Zeldin e os legisladores que discursaram na terça-feira elogiaram a regra original do MATS, retratando a atualização de 2024 como um exagero do governo Biden, que impôs custos indevidos à indústria de combustíveis fósseis. ("Não estamos eliminando o MATS", disse Zeldin. "Estamos propondo revisá-lo.") Mas a indústria do carvão e os estados republicanos lutaram arduamente contra a implementação da regra original, apontam especialistas que conversaram com a WIRED.

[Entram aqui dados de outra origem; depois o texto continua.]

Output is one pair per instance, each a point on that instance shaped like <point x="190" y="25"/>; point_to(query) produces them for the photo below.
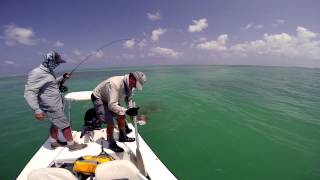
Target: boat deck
<point x="46" y="155"/>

“Eles não querem ter o aumento da poluição por mercúrio pendurado no pescoço”, diz Julie McNamara, diretora associada de políticas do programa Clima e Energia da Union of Concerned Scientists. “O mercúrio é uma neurotoxina potente que afeta os mais vulneráveis. Quando as usinas a carvão finalmente instalaram controles de poluição, tivemos reduções massivas na poluição por mercúrio e benefícios incríveis associados a isso. Acho que é por isso que eles querem tentar manter o manto de proteger a saúde e o interesse público, enquanto tentam fazer parecer que essas foram apenas emendas radicais.”
As revogações fazem parte de um ataque maior à capacidade da EPA de regular o dióxido de carbono como poluente e fazem parte de um esforço de todo o governo para dissociar a ciência climática da política. No início deste ano, Zeldin afirmou que a agência buscaria abordar a descoberta de perigo, uma determinação fundamental tomada pela EPA em 2009, que definiu os gases de efeito estufa como perigosos para a saúde e o bem-estar público. Essa medida — descrita no Projeto 2025 — gerou objeções públicas até mesmo de grupos da indústria de combustíveis fósseis, como o Instituto Americano de Petróleo e o Instituto Edison de Eletricidade, que representa empresas de serviços públicos.
Eliminar a constatação de perigo exigiria superar um obstáculo legal muito mais rigoroso do que reverter as regulamentações sobre usinas de energia. As regras propostas estarão abertas a comentários públicos, com a agência afirmando que uma regra final deverá ser publicada até o final do ano; especialistas que conversaram com a WIRED afirmam esperar que essa última medida seja contestada judicialmente. Todos enfatizaram, no entanto, que a proposta vai além até mesmo do que o primeiro governo Trump tentou fazer ao eliminar as regulamentações climáticas.
“Este é um assunto muito sério que a EPA está tentando ignorar”, diz McNamara. “Isso significa: ‘Não acreditamos que devamos regular as emissões de carbono das usinas de energia’. Se não se pode justificar a regulamentação das usinas de energia, então não se pode justificar a regulamentação das emissões de petróleo e gás.”
Enquanto isso, o planeta continua esquentando. Dados do Observatório Mauna Loa, no Havaí, divulgados discretamente pela NOAA na semana passada, mostram que maio teve uma média mensal de 430,2 partes por milhão, a primeira vez na história registrada que as médias sazonais de CO₂ ultrapassaram 430 ppm, e 3,5 ppm acima da média de maio do ano passado. Essa leitura vem na esteira de números igualmente preocupantes que a agência minimizou em abril, mostrando o maior aumento já registrado nas concentrações de dióxido de carbono na atmosfera entre 2023 e 2024.
"Mais um ano, mais um recorde", disse Ralph Keeling, diretor do Programa Scripps de CO₂ , em um comunicado sobre os números de maio. "É triste."